The global asset management industry showed some signs of recovery in 2023, with total assets under management rising 12% year-over-year to nearly $120 trillion, according to research by Boston Consulting Group.
However, the industry’s revenues increased just 0.2% in 2023, while costs rose 4.3% for the year. Overall, profits declined 8.1%.
AUM growth ranged from 16% in North America to 5% in Asia-Pacific markets, excluding Japan and Australia. U.K. AUM grew 2% in 2023, and it remains the largest market in Europe.
In 2023, passive strategies attracted 70% of total global mutual fund and exchange-traded fund net flows, totaling about $920 billion. From 2019 through 2022, only 57% of net inflows went into passive strategies.
The downward pressure on fees collected by assets managers also showed no signs of reversing in 2023. The average fee in 2023 was 22 basis points, down from 25 basis points in 2015 and 26 basis points in 2010.

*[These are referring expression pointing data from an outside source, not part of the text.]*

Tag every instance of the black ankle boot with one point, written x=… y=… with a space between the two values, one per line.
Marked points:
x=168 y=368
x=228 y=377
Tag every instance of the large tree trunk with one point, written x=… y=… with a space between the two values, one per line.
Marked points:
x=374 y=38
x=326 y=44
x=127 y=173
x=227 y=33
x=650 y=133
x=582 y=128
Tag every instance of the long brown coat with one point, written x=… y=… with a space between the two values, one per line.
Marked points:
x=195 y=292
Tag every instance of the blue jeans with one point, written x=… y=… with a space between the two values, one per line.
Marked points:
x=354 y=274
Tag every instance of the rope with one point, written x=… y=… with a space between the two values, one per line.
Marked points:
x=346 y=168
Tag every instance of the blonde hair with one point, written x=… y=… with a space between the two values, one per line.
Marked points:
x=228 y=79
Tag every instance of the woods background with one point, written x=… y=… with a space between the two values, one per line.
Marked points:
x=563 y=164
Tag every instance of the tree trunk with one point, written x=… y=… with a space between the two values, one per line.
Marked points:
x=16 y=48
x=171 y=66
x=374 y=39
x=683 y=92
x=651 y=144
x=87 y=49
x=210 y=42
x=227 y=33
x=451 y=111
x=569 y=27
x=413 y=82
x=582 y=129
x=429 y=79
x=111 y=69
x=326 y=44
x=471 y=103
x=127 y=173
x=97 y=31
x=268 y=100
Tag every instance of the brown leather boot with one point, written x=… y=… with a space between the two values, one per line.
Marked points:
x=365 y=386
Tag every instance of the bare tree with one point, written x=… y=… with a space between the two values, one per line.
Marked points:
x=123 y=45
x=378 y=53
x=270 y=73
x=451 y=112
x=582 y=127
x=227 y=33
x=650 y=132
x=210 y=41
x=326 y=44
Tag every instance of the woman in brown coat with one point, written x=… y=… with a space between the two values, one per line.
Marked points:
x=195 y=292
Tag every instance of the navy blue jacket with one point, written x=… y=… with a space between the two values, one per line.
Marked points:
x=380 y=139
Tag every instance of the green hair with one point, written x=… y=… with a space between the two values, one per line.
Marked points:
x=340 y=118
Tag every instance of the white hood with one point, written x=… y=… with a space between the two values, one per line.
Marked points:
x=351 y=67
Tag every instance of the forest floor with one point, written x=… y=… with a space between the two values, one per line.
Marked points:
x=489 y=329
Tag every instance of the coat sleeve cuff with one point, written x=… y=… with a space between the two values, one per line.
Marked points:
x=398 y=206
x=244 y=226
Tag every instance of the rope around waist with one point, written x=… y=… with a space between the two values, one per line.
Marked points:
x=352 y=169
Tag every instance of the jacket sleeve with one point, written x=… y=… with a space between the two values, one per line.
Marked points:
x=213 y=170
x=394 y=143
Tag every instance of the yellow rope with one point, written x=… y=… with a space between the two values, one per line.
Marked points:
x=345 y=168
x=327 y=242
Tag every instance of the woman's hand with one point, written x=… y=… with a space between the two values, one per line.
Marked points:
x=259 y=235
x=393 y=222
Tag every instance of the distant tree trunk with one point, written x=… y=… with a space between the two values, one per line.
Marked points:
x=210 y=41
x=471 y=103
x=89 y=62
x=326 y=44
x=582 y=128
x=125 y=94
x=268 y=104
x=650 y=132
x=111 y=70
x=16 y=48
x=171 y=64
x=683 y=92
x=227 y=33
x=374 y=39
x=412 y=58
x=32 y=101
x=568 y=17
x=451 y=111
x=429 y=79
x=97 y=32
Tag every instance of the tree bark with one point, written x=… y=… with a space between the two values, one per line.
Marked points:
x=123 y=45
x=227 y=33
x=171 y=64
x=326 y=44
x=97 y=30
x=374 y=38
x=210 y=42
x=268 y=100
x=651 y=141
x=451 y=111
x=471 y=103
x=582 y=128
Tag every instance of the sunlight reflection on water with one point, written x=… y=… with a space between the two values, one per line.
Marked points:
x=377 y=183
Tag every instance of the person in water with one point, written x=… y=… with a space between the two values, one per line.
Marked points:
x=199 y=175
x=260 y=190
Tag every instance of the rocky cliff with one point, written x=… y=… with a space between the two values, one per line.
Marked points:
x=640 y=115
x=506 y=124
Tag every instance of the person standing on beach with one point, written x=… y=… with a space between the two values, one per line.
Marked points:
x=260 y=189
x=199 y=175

Separately, BCG, in partnership with the Investment Company Institute and the CFA Institute, conducted a global survey of 57 asset managers with $15 trillion in AUM that focused on generative AI adoption.
Among the key findings in the survey was that 72% of the asset managers believed that artificial intelligence will have a significant or transformative impact on their organization within the next three to five years. However, only 16% have fully defined a strategy and are working on implementing it throughout the business.
“The structural challenges facing the industry will only continue to grow,” said Dean Frankle, a managing director and partner at BCG, in a news release. “To remain competitive, asset managers will need to seize the opportunities offered by artificial intelligence and double down on investing in enhanced productivity, product personalization, and the opportunity of private markets.”
The data collected by BCG was published in the 22nd edition of its Global Asset Management Report, with this edition titled "AI and the Next Wave of Transformation."